An undead is a being in mythology, legend or fiction that is deceased yet behaves as if alive. A common example is a corpse re-animated by supernatural forces by the application of the deceased's own life force or that of another being (such as a demon). Undead may be incorporeal like ghosts, or corporeal like vampires and zombies. The undead are featured in the belief systems of most cultures, and appear in many works of fantasy and horror fiction.
Bram Stoker considered using the title The Un-Dead for his novel Dracula (1897), and use of the term in the novel is mostly responsible for the modern sense of the word. The word does appear in English before Stoker but with the more literal sense of "alive" or "not dead", for which citations can be found in the Oxford English Dictionary. Stoker's use of the term refers only to vampires, and the extension to other types of supernatural beings arose later. Most commonly, it is now taken to refer to supernatural beings which had at one time been alive and continue to display some aspects of life after death, but the usage is highly variable.

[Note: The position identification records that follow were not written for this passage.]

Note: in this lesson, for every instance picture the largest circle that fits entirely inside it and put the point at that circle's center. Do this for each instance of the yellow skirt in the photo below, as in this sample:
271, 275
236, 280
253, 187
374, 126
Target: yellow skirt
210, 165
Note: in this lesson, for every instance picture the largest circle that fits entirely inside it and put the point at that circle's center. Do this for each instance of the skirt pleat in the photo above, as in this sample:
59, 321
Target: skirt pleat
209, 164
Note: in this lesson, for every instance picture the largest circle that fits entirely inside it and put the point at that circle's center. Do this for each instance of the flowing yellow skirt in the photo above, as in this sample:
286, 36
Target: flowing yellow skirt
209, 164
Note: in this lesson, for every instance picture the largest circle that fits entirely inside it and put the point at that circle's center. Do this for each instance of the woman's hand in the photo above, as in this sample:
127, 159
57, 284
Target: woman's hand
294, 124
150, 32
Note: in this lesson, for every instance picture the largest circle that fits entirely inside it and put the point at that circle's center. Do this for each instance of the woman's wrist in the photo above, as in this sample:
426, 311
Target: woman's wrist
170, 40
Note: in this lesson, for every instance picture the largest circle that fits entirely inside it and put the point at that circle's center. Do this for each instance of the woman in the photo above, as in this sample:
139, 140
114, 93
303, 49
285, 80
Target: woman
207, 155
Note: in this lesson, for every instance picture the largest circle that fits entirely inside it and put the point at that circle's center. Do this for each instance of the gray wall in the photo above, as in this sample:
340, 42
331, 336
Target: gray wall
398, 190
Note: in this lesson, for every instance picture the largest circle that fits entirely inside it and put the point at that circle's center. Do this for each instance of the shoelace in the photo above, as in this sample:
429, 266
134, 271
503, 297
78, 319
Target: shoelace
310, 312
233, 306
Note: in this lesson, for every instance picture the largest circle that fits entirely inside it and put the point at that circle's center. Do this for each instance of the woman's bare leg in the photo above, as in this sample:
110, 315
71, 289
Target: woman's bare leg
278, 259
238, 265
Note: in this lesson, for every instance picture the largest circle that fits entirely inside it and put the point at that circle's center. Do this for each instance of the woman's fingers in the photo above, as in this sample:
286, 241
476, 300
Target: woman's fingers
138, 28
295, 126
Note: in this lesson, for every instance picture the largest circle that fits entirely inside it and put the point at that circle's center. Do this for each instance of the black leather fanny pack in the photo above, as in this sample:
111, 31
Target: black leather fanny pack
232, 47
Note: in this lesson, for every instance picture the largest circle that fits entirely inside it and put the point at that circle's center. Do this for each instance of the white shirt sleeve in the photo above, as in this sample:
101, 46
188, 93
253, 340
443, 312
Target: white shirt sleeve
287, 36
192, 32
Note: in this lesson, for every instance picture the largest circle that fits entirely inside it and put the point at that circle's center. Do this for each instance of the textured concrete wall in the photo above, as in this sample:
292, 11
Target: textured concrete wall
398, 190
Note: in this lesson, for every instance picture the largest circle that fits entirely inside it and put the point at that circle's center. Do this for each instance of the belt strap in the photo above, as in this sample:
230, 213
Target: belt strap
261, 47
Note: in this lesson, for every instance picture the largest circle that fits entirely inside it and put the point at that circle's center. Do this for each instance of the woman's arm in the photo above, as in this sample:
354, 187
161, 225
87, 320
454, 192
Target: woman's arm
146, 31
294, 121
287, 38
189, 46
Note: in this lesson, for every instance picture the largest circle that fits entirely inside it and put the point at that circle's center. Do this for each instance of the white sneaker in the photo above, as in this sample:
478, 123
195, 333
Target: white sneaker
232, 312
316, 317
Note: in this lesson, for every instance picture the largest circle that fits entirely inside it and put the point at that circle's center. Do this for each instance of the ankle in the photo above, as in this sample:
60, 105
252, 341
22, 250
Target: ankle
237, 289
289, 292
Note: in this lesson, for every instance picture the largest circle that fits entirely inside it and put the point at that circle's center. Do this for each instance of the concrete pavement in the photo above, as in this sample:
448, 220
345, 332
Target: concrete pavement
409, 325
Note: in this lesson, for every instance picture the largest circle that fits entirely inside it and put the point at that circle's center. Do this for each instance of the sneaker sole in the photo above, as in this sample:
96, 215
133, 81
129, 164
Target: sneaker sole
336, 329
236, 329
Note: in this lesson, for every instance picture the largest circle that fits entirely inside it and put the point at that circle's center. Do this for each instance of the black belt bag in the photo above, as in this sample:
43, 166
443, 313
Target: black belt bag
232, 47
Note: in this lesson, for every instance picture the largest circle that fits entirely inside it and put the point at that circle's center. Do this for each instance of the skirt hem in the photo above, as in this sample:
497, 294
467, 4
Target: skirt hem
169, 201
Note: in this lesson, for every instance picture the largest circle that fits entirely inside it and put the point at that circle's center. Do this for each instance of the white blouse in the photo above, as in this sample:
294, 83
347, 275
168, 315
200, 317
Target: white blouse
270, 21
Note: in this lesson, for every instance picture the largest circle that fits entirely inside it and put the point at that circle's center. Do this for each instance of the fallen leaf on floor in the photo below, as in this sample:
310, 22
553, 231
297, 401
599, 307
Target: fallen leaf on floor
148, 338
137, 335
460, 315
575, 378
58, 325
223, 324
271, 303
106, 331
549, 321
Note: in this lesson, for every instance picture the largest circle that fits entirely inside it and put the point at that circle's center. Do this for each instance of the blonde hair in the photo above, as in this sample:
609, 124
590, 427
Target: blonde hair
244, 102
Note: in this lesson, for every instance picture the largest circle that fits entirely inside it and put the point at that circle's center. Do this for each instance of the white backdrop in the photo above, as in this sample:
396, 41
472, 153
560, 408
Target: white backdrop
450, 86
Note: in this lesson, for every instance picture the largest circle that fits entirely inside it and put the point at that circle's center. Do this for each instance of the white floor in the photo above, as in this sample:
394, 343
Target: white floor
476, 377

In 1932 Robert E. Cornish became interested in the idea that he could restore life to the dead. He attempted to revive human victims of heart attack, drowning, and electrocution but had no success. However on test animals he managed to revive clinically dead dogs by injecting a mixture of epinephrine (adrenaline) and anticoagulants. Brain ischemia or cerebral hypoxia leads to poor oxygen supply and thus to the death of brain tissue. Some causes associated with brain hypoxia include drowning, strangling, choking, cardiac arrest, head trauma, and complications during general anesthesia. Treatment strategies for brain hypoxia vary depending on the original cause of injury and may include anticoagulation with Warfarin or Heparin and Epinephrine and atropine to get the heart to resume pumping. Hyperbaric oxygen therapy and brain hypothermia to delay cell death. Chemical brain preservation as a means of avoiding death and reaching the distant future is currently under research and development, whereas Cryonics is the low-temperature preservation of dead humans with the hope of resuscitation in the future.